Neuropsychiatry Neuropsychol Behav Neurol. 1997 Apr;10(2):96-101.
Awareness of cognitive deficits may rely on the implicit learning of intellectual limitations, and anosognosia in Alzheimer's disease (AD) may result from deficits in implicit learning. To examine this hypothesis, a consecutive series of 55 patients with probable AD were divided into groups with mild (n = 13), severe (n = 12), or no anosognosia (n = 30) and were assessed with a neuropsychological battery that included tests of declarative and procedural learning. Whereas there were no significant between-group differences in tests of declarative learning (the Buschke Selective Reminding Test and the Benton Visual Retention Test), patients with severe anosognosia showed a significantly worse performance on procedural learning (as measured with the Maze Learning Test) and a test assessing set shifting abilities (the Wisconsin Card Sorting Test) than AD patients without anosognosia. The authors' results suggest that deficits in procedural learning and anosognosia in AD may result from dysfunction in habit-learning systems.

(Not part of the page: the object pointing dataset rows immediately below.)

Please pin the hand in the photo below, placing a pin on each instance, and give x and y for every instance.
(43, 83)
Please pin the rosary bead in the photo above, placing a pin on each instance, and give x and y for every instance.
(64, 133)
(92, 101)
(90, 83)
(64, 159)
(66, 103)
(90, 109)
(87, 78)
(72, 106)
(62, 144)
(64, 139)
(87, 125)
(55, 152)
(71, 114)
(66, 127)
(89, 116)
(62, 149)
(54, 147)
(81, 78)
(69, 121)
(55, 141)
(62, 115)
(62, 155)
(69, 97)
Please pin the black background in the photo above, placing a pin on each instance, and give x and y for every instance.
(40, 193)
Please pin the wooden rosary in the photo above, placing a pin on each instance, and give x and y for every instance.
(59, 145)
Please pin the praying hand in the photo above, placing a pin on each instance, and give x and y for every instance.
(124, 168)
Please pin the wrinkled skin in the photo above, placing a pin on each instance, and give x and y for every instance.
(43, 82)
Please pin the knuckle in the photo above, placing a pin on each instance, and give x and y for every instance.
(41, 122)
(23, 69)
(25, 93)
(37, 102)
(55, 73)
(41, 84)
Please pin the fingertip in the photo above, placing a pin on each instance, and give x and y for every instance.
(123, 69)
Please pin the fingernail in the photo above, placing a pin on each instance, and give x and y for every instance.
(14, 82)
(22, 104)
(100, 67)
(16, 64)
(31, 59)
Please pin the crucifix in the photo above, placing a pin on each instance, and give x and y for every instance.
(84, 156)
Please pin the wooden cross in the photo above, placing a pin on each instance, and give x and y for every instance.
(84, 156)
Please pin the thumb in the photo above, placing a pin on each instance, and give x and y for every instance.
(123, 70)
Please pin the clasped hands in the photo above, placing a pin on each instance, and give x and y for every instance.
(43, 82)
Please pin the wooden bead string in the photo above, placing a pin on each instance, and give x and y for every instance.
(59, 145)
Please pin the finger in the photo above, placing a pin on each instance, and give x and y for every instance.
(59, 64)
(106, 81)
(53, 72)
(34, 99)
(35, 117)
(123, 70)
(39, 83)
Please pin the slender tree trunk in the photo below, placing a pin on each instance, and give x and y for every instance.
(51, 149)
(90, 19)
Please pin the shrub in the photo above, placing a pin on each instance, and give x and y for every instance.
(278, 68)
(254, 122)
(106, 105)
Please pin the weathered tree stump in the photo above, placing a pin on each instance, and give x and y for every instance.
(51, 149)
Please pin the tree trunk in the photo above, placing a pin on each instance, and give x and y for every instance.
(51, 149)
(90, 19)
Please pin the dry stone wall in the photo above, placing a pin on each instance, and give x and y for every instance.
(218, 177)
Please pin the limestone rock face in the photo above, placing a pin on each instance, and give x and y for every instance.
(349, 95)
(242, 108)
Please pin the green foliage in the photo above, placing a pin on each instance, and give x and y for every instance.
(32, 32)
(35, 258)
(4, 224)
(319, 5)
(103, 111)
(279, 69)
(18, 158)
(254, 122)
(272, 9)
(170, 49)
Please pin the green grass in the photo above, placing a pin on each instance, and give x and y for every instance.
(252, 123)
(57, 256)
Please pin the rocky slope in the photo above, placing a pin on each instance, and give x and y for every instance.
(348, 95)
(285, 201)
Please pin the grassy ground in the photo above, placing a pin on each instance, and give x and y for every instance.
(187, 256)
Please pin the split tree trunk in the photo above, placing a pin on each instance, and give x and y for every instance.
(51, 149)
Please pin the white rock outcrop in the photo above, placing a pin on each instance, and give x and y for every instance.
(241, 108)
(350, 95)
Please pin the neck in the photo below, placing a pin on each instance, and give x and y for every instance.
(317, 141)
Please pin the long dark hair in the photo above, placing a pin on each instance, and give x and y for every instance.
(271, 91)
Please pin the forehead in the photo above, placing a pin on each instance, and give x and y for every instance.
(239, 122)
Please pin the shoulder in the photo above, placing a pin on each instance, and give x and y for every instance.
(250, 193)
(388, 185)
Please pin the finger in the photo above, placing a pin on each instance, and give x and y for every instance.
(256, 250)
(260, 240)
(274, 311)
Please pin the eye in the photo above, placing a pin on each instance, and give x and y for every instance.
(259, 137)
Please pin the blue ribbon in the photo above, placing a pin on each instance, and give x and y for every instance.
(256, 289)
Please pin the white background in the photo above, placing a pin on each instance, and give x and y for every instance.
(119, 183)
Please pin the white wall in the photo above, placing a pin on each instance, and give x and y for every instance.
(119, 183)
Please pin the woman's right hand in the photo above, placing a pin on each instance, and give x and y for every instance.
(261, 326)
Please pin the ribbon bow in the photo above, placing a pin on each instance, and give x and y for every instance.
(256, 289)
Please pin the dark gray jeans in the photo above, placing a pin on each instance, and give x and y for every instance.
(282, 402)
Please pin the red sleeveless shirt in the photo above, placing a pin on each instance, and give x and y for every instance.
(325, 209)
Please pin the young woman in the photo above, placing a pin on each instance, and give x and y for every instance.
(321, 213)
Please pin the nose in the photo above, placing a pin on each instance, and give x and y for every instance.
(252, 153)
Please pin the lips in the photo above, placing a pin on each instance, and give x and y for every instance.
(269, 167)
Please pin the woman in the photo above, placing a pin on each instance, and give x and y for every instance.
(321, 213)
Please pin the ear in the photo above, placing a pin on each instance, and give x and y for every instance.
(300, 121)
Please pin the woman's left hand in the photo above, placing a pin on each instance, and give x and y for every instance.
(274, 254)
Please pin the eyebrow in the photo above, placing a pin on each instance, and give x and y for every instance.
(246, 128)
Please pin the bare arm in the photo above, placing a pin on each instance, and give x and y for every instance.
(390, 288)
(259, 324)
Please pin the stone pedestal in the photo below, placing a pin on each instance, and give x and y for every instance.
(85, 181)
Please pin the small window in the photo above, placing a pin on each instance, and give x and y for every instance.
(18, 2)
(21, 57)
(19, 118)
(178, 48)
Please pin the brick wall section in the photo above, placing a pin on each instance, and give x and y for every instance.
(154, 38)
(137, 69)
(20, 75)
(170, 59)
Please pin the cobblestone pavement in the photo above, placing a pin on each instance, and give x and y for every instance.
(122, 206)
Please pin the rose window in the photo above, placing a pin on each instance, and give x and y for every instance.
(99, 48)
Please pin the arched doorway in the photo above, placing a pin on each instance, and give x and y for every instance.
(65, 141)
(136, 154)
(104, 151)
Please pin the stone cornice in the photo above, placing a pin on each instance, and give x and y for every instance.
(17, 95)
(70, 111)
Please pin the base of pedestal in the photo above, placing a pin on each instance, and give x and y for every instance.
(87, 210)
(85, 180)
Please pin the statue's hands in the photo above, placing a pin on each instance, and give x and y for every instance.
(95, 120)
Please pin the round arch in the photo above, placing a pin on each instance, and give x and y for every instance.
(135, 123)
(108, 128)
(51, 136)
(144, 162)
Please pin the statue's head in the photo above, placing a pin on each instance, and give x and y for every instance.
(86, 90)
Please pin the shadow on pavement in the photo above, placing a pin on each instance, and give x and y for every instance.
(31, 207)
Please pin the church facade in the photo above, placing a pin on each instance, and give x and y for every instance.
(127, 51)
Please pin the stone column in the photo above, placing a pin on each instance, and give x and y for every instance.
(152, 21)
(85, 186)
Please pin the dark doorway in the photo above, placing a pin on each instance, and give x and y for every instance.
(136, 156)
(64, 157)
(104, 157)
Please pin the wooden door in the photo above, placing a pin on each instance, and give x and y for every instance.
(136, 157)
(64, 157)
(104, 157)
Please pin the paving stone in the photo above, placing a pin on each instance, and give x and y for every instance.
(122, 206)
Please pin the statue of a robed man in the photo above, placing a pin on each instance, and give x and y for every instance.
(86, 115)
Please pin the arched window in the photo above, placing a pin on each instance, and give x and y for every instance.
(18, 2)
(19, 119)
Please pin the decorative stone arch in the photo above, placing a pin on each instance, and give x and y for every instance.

对认知缺陷的认识可能依赖于对智力局限的内隐学习,而阿尔茨海默病(AD)中的疾病感缺失可能源于内隐学习的缺陷。为检验这一假设,连续纳入55例可能患有AD的患者,将其分为轻度疾病感缺失组(n = 13)、重度疾病感缺失组(n = 12)或无疾病感缺失组(n = 30),并用一套神经心理测验进行评估,其中包括陈述性学习和程序性学习测试。在陈述性学习测试(布施克选择性提醒测验和本顿视觉保持测验)中,各组之间没有显著差异,然而,与无疾病感缺失的AD患者相比,重度疾病感缺失患者在程序性学习(用迷宫学习测验衡量)和一项评估定势转换能力的测试(威斯康星卡片分类测验)中的表现明显更差。作者的研究结果表明,AD患者的程序性学习缺陷和疾病感缺失可能是由习惯学习系统功能障碍导致的。